Guardian shows why mobile design has to work for commercial content as well as editorial content

We’ve heard a lot recently about the labels that need to be applied to “native advertising” or “advertorial” online.

If user-testing over the years has taught me one thing, it is that you can always rely on at least some users missing things on the screen, however much you point them out.

Take this blog post: “Shameless Carphone Warehouse Advertorial Masquerades As Guardian Piece on ‘Tablet’ Music Production”. I was intrigued when I saw the headline on Twitter. The post explains that the article only mentions products that the Carphone Warehouse is trying to sell, and finishes:

“And in The Guardian, masquerading as a proper article? You should be ashamed of yourselves.”

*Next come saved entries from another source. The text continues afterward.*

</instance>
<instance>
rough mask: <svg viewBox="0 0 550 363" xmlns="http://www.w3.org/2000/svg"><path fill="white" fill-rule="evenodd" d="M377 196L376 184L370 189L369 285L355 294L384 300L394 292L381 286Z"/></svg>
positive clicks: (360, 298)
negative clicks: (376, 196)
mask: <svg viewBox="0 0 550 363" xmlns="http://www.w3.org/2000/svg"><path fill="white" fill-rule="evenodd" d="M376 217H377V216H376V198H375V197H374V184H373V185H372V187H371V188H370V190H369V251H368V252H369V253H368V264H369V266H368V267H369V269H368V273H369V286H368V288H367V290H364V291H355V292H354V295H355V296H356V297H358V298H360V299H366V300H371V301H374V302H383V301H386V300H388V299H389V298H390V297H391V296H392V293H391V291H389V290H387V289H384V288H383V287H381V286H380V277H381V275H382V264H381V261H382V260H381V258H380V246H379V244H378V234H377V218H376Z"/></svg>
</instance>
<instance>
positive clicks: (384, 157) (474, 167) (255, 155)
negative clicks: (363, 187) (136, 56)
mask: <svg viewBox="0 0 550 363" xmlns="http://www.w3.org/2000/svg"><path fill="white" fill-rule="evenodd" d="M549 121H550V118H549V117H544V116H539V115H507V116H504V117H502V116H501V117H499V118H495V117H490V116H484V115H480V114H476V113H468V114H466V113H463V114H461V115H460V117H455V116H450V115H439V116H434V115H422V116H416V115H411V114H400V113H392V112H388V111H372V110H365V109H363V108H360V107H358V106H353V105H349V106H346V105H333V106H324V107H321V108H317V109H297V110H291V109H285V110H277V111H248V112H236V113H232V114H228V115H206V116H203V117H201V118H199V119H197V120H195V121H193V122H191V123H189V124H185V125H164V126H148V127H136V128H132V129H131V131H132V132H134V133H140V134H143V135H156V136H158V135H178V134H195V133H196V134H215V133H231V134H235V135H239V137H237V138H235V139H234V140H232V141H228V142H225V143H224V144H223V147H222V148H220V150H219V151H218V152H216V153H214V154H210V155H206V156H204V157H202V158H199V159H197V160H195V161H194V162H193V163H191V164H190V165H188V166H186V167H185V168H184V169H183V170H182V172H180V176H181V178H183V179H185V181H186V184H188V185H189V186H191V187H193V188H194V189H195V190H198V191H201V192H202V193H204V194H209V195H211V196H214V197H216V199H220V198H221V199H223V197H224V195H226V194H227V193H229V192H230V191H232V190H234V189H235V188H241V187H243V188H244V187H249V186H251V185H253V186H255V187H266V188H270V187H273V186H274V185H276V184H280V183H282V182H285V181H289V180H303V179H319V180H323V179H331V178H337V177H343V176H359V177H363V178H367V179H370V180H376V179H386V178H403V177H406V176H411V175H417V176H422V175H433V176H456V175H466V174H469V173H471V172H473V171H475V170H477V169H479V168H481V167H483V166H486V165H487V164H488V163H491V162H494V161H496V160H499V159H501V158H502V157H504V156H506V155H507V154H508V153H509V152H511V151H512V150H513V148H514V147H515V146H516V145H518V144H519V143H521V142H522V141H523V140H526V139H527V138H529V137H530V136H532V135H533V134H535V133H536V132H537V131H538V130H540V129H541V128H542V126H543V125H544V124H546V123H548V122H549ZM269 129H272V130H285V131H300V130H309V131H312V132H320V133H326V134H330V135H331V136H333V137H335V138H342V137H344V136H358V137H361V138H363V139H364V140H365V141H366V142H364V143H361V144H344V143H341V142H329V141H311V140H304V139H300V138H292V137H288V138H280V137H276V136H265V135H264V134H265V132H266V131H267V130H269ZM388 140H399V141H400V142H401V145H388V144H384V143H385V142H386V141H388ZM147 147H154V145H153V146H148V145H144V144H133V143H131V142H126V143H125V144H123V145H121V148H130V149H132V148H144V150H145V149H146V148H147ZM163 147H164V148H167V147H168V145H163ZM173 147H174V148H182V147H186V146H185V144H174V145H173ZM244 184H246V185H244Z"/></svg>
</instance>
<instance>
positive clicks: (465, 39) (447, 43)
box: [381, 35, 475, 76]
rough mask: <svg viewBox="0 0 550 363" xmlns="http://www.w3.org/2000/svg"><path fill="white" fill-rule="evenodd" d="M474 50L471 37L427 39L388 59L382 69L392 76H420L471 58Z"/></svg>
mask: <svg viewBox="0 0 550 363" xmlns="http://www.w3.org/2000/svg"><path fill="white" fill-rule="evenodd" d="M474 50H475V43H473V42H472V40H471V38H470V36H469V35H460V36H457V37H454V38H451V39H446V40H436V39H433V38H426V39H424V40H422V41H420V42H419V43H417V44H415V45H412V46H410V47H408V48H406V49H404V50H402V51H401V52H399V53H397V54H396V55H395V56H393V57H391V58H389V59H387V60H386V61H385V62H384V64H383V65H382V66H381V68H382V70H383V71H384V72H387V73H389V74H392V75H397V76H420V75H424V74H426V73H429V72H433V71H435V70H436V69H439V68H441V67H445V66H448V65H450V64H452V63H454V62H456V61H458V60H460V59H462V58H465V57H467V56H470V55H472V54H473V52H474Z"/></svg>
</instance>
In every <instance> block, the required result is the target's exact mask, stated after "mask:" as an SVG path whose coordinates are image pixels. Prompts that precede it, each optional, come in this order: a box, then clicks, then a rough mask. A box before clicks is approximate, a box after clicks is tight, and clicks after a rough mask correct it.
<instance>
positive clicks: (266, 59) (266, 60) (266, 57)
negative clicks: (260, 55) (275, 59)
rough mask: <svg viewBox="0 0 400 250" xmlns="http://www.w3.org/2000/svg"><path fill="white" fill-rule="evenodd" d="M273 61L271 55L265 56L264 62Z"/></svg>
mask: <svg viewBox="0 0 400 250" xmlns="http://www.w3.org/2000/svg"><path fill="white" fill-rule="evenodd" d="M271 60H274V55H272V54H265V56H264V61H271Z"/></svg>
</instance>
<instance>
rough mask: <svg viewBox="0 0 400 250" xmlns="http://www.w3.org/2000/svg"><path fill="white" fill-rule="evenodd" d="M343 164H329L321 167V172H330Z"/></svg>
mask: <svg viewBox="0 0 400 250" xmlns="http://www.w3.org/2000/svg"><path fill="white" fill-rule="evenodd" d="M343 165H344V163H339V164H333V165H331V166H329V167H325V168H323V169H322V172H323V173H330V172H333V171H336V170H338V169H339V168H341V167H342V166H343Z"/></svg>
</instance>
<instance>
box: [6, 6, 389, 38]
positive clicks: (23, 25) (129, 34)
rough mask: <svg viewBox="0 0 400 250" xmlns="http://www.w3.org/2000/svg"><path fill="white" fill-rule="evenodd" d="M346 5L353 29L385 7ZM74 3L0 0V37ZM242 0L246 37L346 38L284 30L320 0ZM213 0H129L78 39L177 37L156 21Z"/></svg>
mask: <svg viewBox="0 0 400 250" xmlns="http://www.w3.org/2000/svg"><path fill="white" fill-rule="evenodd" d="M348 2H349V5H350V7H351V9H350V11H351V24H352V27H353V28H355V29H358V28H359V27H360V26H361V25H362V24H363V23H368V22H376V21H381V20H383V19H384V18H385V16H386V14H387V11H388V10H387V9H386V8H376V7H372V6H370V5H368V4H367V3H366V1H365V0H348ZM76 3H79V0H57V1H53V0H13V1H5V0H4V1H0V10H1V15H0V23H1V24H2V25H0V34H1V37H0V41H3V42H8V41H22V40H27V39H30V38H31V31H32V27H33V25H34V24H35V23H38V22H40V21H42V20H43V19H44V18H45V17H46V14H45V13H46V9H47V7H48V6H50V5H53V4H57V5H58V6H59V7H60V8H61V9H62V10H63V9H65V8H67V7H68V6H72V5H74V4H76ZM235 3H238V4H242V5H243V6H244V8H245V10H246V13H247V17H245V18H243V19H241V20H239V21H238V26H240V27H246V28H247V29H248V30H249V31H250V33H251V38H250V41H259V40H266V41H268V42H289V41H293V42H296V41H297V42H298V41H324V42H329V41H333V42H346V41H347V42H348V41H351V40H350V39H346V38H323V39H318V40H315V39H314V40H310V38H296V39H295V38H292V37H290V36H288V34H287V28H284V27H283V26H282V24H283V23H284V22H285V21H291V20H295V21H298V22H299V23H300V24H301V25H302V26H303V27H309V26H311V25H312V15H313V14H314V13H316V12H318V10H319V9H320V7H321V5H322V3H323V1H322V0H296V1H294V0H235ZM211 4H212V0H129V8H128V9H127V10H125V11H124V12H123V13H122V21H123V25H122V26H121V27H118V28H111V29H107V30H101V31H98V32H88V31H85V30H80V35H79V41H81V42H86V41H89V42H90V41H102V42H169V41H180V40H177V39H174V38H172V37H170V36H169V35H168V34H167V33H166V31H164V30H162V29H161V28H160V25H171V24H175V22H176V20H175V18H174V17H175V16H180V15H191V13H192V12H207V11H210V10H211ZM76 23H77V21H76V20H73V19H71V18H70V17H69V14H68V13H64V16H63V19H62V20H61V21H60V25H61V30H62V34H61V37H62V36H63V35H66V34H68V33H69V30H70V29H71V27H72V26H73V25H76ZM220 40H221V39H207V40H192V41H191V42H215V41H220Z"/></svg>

Here’s what it looks like online:


Now forgive me, but I think the Carphone Warehouse, sponsor logo and “advertising feature” are quite strong here.

But hold on a second.

This is how it appears on mobile


Suddenly Futurilla’s rant makes a lot more sense. I don’t think that does do a good job of showing that this is advertorial content.

The stats are unrelenting. John Lewis got 75% of visits from mobile or table on Christmas Day. Ampp3d already gets more visits from mobile and tablets than it does desktop. News organisations can’t carry on treating the commercial design elements of their mobile sites like second-class citizens.